The second document, released on August 17, calls for much tighter control of religious affairs by Communist Party officials. A detailed investigation was ordered into the growth of religion and religious organizations in every part of the country.
In typical Chinese style, the document lists “Four Don’ts” and “Five Prohibitions” which from now on would govern religious affairs.
The Four Don’ts basically rule out the establishment of any form of relationship with a foreign religious organization.
The Five Prohibitions spell this out in greater detail. Chinese religious organizations are prohibited from establishing any “subordinate relationship” with overseas religious bodies. They are also banned from using propagation of religion to carry out social activities “of a political nature” and from undertaking any religious activities which are contrary to the Chinese constitution.
Religious organizations are also prohibited from making converts or setting up religious organizations among Party, government or judicial organs.
This second document reveals the extent to which religion, particularly Christianity, has grown in recent years. It states that “hostile religious forces” have infiltrated the government at many levels. The government is particularly concerned about religion becoming a powerful rallying force for unemployed workers who are a growing segment of the Chinese population.
The blunt statement that religion is still an “important component part in the overall strategy of the West against China” proves that stereotypical Maoist images of Christianity are still very much alive in Beijing’s ruling circles.
Alarmingly, this second document calls for a specific crackdown on the “rampant” growth of religious believers in 10 provinces: Guangdong, Shanghai, Jiangsu, Beijing, Fujian, Zhejiang, Hunan, Hebei, Henan and Chongqing.
Meanwhile, a third policy document released on August 22 prohibits all religious activities in institutions of higher learning. No religious rites or buildings will be allowed on university campuses, and any teaching staff or students who belong to the Communist Party but attend religious meetings will be forced to resign from the Party.
Directives Already Enforced
This comprehensive yet secretive tightening of religious controls may account for the closure of four printing presses in recent months and the September arrest of Pastor Cai Zhuohua, a prominent Beijing house church leader.
Pastor Cai, 32, was kidnapped by three plain clothes police officers on September 11. Cai’s wife and two other relatives were arrested on September 27.
Chinese sources told the U.S.-based China Aid Foundation that the pastor faces an extremely harsh sentence because of his role in Beijing house church leadership and his alleged role in the printing and distribution of illegal religious materials.

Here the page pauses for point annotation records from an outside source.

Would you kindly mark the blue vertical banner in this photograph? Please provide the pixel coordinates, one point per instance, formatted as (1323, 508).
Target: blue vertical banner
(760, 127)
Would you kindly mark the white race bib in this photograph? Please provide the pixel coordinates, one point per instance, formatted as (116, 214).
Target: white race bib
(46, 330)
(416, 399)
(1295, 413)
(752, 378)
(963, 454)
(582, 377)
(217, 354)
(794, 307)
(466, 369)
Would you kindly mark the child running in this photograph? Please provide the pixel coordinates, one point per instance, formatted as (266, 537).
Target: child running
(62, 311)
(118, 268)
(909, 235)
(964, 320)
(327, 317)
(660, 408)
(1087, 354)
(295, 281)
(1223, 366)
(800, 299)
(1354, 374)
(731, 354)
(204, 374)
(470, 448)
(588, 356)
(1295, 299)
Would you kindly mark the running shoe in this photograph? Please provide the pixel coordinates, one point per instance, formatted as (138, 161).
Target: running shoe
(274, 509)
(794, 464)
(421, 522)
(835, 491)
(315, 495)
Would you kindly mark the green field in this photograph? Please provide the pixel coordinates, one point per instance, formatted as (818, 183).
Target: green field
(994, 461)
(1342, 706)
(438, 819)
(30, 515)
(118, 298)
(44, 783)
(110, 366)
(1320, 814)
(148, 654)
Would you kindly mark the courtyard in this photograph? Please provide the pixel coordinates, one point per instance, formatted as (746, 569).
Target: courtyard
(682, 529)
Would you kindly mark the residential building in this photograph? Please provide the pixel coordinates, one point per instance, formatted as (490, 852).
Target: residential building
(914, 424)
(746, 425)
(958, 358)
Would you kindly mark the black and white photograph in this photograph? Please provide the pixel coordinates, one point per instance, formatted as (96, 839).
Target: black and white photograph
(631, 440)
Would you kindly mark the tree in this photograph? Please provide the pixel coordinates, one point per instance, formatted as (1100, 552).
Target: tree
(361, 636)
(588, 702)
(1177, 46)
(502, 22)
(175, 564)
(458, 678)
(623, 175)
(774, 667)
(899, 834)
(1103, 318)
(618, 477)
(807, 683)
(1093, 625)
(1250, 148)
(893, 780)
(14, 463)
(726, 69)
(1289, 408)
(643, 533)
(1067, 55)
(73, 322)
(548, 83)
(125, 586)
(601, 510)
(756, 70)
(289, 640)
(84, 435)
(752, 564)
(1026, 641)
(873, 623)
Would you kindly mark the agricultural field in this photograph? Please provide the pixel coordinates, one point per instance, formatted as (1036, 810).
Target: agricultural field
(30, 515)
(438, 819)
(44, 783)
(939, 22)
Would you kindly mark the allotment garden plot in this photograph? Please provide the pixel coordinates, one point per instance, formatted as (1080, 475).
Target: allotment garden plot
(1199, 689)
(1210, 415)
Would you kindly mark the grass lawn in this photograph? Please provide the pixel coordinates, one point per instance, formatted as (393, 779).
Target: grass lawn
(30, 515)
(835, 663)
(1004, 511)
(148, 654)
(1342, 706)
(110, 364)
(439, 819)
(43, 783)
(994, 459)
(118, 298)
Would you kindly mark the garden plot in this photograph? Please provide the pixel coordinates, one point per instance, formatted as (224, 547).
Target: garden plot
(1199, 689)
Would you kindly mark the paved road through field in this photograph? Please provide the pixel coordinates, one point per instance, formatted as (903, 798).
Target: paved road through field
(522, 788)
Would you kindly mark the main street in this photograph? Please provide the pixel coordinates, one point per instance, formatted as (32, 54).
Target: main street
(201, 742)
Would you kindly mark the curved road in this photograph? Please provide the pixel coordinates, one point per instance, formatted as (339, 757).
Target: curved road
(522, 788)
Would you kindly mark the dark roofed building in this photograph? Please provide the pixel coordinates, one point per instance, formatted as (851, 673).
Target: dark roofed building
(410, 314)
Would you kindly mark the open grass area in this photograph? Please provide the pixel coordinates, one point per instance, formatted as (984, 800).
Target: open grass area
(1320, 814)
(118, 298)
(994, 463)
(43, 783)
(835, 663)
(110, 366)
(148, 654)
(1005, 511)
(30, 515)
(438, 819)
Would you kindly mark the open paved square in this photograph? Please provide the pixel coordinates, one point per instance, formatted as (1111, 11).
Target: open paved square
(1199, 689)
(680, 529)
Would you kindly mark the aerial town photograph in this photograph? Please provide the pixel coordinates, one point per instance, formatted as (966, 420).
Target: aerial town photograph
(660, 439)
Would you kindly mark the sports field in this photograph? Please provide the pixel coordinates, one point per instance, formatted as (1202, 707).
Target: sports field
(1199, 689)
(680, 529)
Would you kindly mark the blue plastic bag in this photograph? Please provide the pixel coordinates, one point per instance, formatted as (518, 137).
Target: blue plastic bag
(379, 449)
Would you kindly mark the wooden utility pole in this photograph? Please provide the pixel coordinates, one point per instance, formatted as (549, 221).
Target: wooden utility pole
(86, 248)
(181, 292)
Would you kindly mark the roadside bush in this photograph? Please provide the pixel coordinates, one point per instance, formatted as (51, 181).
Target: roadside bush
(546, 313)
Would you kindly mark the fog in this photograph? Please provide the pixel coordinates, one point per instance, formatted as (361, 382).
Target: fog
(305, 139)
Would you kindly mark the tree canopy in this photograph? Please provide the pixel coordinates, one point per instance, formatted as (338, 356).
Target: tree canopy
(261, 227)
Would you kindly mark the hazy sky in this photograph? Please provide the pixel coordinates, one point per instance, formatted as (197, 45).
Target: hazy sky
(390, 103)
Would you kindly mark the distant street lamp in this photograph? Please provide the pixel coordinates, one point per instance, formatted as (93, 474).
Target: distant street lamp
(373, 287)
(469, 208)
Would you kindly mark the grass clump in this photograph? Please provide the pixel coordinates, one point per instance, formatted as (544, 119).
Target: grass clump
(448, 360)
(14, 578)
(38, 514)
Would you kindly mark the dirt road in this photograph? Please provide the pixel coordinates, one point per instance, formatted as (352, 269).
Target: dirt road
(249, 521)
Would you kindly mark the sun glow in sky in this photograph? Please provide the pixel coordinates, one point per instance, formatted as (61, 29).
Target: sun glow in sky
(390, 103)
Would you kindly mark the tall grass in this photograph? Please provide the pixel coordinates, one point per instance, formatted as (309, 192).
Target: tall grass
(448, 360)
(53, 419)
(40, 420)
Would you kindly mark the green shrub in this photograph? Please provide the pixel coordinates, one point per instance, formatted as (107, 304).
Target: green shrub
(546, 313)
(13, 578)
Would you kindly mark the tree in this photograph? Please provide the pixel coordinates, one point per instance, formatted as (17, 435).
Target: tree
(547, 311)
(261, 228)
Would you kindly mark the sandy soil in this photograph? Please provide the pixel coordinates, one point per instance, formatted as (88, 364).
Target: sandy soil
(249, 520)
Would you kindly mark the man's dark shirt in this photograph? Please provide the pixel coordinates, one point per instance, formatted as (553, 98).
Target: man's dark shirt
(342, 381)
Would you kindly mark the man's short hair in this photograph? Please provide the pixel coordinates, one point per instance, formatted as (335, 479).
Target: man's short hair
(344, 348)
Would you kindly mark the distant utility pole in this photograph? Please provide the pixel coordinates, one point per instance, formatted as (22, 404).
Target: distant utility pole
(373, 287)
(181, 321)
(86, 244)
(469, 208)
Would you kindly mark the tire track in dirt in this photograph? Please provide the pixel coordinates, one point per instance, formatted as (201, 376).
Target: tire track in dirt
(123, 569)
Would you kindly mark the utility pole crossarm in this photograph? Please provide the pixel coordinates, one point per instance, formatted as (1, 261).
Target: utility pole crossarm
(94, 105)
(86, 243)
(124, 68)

Officials apparently found about 200,000 copies of the Bible and other Christian literature in a storage room managed by Cai.
However, authorities may convict Cai on trumped up criminal charges such as tax evasion or illegal business management rather than purely religious charges.
According to a China Aid source, the government has labeled this “the most serious case of overseas religious infiltration since the founding of the People’s Republic of China.”
Another source told China Aid that this case is part of a broader national campaign that began in June against the underground church and so-called “illegal” or unauthorized religious publications.
The Chinese government is no doubt aware that a full-scale crackdown on the Chinese church at this point in time would lead to an international outcry, particularly in the lead-up to the Olympic Games, to be held in Beijing in 2008.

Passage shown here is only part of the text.